The brain’s second alternative [for resolving prediction error] is to be stubborn and stick with the original prediction. It filters the sensory input so it’s consistent with the prediction. In this situation, I could be standing in a baseball field but daydreaming (predicting and simulating) as the ball sails toward me. Even though the ball is fully within my visual field, I don’t notice it until it thumps at my feet. Another example would be the food-filled diapers at my daughter’s disgusting foods birthday party: our guests’ prediction of a baby poo aroma dominated their actual sensory input of mashed carrots.

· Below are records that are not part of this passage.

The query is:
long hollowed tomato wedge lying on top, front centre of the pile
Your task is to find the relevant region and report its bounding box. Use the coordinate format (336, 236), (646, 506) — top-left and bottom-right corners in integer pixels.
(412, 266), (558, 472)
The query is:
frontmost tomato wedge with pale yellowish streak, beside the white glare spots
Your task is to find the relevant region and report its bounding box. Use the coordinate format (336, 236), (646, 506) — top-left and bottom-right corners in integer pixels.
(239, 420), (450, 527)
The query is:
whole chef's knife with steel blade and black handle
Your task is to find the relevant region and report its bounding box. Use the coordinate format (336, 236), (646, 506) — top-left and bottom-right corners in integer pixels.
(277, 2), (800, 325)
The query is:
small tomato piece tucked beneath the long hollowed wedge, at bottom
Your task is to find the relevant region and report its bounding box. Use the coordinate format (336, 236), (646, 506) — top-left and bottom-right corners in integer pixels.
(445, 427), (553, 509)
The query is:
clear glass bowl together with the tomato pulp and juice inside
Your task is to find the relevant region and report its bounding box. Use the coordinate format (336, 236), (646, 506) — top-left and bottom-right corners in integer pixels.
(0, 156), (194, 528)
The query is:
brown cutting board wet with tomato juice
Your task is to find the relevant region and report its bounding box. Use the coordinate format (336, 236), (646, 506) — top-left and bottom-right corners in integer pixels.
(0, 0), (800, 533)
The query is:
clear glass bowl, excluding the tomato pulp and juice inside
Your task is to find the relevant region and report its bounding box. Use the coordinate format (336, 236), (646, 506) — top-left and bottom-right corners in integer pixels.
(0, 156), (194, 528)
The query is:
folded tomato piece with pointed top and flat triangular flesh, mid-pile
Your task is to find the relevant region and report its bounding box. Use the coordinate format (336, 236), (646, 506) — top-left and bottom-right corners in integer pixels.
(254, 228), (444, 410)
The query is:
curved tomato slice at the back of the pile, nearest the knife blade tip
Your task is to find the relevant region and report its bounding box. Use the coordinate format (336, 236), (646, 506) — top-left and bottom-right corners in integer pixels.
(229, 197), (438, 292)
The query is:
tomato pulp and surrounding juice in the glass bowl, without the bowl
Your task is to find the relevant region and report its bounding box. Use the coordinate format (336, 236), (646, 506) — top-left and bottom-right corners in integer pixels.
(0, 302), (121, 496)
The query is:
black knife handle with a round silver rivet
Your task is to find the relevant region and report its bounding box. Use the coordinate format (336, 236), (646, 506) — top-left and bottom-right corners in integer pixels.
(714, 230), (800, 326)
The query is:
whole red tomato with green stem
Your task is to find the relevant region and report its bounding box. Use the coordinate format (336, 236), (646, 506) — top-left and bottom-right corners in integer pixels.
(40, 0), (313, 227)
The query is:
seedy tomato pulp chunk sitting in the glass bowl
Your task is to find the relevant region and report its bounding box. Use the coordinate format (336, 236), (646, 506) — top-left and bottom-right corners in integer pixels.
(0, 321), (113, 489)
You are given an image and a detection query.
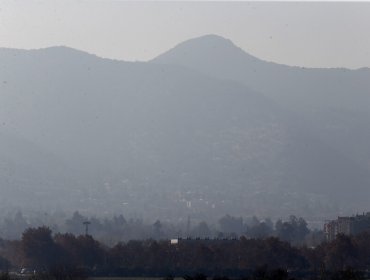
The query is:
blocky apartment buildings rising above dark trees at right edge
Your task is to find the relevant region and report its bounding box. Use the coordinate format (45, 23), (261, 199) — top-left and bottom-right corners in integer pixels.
(324, 212), (370, 241)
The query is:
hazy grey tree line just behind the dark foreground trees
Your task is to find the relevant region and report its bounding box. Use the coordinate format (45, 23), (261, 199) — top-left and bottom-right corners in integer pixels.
(0, 212), (323, 246)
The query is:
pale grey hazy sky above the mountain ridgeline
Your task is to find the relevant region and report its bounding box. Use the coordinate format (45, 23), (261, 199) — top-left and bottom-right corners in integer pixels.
(0, 0), (370, 68)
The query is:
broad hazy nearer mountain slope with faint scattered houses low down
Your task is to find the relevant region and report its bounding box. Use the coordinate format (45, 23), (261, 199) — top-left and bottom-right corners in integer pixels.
(0, 41), (370, 221)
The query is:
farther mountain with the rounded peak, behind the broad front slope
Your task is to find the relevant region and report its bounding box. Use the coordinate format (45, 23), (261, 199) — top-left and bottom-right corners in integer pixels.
(152, 32), (370, 186)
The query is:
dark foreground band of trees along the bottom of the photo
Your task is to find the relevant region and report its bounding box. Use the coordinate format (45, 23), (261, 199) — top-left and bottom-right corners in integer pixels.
(0, 227), (370, 279)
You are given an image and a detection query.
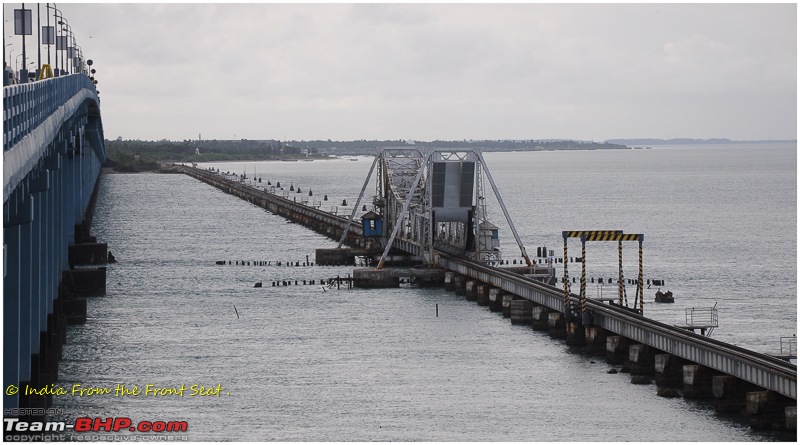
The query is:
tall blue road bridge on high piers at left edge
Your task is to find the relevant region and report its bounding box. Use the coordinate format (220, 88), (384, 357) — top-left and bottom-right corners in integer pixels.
(3, 71), (107, 415)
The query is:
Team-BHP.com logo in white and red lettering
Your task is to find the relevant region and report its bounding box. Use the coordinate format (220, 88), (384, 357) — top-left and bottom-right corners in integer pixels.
(3, 417), (189, 433)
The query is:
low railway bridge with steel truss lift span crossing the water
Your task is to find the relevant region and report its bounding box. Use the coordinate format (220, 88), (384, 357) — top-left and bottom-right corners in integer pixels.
(173, 148), (797, 429)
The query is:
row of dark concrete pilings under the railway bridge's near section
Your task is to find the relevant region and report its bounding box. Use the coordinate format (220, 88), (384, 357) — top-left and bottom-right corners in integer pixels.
(444, 272), (797, 431)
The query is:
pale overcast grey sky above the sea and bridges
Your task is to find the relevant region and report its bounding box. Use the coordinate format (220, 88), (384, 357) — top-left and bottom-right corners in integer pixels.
(3, 3), (797, 141)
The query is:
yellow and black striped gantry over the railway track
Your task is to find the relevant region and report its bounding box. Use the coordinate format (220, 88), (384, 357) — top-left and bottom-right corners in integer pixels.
(561, 230), (644, 320)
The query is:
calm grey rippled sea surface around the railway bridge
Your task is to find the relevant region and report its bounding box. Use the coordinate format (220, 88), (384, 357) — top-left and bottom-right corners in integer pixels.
(54, 144), (797, 441)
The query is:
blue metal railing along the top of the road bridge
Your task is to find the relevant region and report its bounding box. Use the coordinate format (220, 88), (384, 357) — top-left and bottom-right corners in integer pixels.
(3, 74), (97, 152)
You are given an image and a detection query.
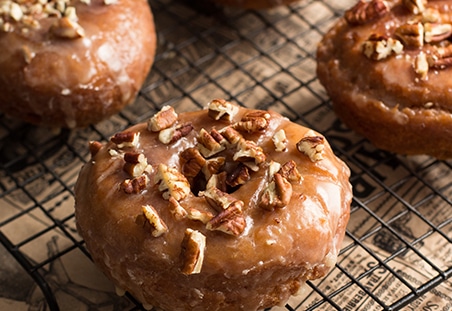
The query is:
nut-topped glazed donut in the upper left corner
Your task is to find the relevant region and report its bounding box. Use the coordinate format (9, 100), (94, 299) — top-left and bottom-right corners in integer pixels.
(0, 0), (156, 128)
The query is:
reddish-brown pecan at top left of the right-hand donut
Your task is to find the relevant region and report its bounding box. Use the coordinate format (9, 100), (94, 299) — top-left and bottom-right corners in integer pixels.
(344, 0), (389, 25)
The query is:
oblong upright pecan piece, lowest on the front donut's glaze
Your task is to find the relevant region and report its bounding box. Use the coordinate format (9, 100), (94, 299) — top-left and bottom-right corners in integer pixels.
(180, 228), (206, 275)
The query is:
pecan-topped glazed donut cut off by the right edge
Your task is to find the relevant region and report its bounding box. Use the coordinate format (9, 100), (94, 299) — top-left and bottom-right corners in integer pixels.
(317, 0), (452, 159)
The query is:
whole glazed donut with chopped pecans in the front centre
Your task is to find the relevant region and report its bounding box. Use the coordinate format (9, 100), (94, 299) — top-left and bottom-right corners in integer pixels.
(75, 99), (352, 311)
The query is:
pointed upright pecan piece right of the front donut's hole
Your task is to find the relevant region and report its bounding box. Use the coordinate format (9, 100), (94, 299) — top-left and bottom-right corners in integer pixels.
(259, 173), (292, 211)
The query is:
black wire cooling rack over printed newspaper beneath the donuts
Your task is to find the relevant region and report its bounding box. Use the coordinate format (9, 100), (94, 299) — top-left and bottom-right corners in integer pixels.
(0, 0), (452, 311)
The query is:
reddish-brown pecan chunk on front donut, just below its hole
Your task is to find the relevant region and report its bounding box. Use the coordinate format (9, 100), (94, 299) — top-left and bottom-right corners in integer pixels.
(206, 200), (246, 236)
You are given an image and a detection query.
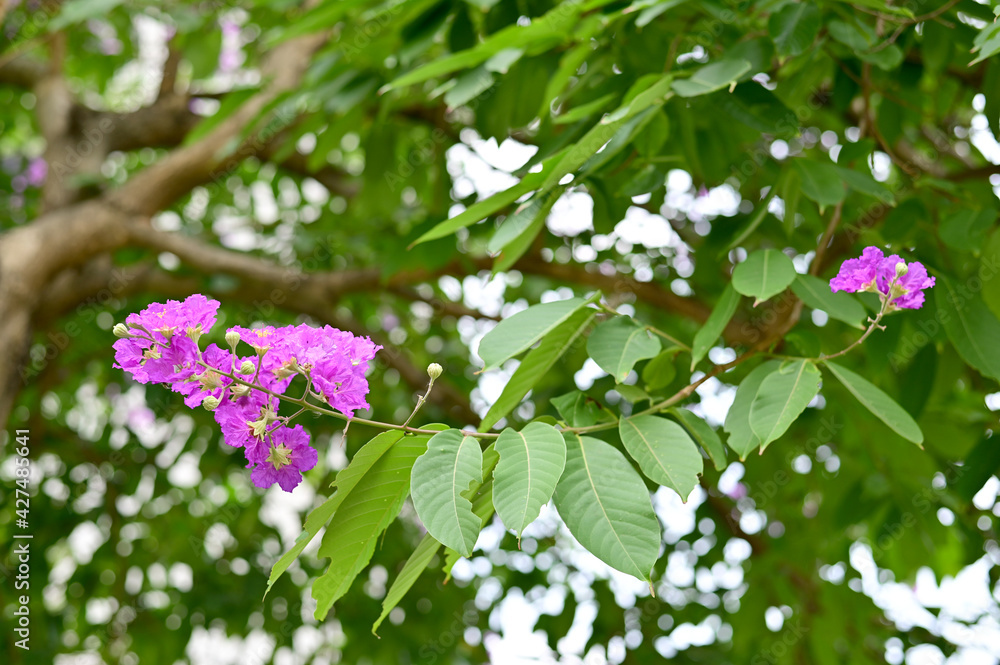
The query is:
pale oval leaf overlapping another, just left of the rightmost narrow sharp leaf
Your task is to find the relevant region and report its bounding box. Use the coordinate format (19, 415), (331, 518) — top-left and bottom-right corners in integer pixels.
(750, 360), (820, 452)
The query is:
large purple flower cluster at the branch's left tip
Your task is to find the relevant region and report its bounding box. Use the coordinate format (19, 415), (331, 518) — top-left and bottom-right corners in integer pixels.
(114, 294), (382, 492)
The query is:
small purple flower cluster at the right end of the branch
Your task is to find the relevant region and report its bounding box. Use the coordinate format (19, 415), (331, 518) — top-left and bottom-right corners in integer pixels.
(830, 247), (935, 311)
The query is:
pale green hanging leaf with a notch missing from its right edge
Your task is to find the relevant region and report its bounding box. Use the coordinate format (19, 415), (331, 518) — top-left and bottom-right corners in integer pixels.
(411, 429), (483, 556)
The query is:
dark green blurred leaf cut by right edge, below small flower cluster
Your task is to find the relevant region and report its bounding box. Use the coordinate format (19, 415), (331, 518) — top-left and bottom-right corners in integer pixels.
(934, 277), (1000, 379)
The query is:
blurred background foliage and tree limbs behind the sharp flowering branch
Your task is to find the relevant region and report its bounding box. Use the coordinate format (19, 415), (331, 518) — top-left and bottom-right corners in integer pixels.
(0, 0), (1000, 664)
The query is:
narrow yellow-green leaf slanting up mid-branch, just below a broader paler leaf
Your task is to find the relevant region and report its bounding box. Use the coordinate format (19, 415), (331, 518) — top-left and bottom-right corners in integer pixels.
(479, 309), (596, 432)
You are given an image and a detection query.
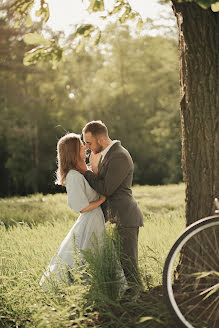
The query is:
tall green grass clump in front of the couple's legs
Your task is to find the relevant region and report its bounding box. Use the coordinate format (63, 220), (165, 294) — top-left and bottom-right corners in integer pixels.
(83, 222), (127, 302)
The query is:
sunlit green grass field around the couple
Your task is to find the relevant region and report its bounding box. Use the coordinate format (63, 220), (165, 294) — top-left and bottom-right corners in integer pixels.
(0, 184), (185, 328)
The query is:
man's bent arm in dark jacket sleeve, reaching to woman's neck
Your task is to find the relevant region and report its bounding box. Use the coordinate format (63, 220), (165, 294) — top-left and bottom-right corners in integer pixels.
(84, 154), (130, 197)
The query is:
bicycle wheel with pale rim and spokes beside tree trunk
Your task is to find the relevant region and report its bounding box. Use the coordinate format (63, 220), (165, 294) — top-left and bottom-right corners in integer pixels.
(163, 216), (219, 328)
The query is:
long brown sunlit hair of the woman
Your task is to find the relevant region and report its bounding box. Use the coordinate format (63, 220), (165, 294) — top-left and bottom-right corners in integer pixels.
(55, 133), (81, 186)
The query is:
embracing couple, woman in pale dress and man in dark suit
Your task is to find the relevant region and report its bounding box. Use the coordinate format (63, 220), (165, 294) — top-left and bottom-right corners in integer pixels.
(40, 121), (143, 290)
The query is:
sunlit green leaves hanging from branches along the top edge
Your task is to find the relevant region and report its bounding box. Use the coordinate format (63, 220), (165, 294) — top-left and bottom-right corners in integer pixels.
(3, 0), (219, 68)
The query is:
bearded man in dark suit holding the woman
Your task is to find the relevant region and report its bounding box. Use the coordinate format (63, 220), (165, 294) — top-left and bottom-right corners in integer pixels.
(78, 121), (143, 288)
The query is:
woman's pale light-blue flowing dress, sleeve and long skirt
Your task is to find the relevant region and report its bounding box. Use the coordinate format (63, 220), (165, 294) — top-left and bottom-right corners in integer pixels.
(40, 170), (105, 288)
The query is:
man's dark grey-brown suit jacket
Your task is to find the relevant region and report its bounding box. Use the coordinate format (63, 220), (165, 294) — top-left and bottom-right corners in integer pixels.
(84, 141), (143, 227)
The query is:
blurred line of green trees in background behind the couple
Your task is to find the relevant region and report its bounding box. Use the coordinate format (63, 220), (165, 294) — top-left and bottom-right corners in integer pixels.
(0, 7), (182, 197)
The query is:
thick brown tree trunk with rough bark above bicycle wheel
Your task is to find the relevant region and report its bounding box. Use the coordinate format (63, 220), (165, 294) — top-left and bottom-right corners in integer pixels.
(172, 0), (219, 225)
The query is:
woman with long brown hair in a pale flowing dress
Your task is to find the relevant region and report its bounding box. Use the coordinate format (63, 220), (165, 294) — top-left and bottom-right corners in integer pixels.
(40, 133), (105, 286)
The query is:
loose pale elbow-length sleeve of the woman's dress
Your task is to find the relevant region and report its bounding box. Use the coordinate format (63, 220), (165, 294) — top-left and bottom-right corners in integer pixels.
(66, 170), (89, 212)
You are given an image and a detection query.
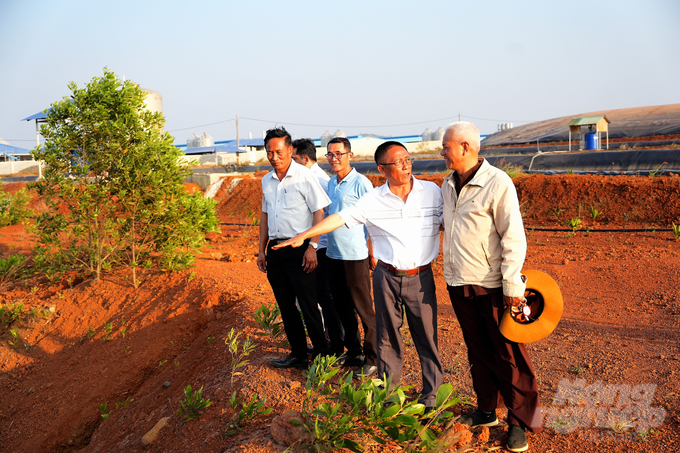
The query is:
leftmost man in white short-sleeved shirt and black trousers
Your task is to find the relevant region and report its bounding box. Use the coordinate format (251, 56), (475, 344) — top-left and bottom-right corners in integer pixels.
(257, 128), (330, 368)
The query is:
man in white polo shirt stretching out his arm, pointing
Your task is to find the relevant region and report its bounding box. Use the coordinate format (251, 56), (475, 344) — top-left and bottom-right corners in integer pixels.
(276, 141), (444, 410)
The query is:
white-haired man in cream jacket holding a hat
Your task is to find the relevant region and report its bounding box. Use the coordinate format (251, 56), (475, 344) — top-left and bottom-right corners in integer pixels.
(441, 122), (542, 451)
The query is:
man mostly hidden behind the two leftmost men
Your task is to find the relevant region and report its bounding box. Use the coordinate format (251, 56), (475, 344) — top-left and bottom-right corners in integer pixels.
(293, 138), (344, 357)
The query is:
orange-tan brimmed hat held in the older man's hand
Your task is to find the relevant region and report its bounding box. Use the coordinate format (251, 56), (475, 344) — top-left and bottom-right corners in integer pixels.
(500, 270), (562, 343)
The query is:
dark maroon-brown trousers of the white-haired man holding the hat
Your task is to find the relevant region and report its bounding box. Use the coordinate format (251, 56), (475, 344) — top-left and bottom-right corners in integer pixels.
(448, 286), (542, 433)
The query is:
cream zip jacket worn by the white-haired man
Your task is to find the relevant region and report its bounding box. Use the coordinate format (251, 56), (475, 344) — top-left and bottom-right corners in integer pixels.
(442, 159), (527, 297)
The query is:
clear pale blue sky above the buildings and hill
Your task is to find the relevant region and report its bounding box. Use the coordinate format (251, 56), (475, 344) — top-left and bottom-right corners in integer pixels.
(0, 0), (680, 148)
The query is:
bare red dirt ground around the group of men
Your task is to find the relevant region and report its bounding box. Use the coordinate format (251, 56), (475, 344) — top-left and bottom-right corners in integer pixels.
(0, 175), (680, 453)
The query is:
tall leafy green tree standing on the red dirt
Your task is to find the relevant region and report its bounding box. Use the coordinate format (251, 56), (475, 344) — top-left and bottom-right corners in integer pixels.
(32, 68), (218, 286)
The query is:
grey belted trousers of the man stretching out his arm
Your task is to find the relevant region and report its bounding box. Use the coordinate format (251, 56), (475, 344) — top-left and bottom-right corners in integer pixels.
(373, 266), (444, 406)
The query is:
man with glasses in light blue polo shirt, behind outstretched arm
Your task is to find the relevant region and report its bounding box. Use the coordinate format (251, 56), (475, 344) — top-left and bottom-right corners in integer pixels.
(326, 137), (378, 376)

Another example might be inattentional blindness. A normally functioning brain not only anticipates upcoming sensory input, but it also predicts whether prediction errors are just noise that can safely be ignored or whether they are meaningful and therefore should be encoded and remembered (i.e., learned).[1][2][3][4]

Notes on the Notes

  1. Gottlieb, Jacqueline. 2012. "Attention, learning, and the value of information." Neuron 76 (2): 281–295.
  2. Behrens, Timothy EJ, Mark W. Woolrich, Mark E. Walton, and Matthew FS Rushworth. 2007. "Learning the value of information in an uncertain world." Nature Neuroscience 10 (9): 1214-1221.
  3. Moran, Rosalyn J., Pablo Campo, Mkael Symmonds, Klaas E. Stephan, Raymond J. Dolan, and Karl J. Friston. 2013. "Free energy, precision and learning: the role of cholinergic neuromodulation." The Journal of Neuroscience 33 (19): 8227-8236.    
  4. Feldman, Harriet, and Karl Friston. 2010. "Attention, uncertainty, and free-energy." Frontiers of Human Neuroscience 4 (215): 1-23.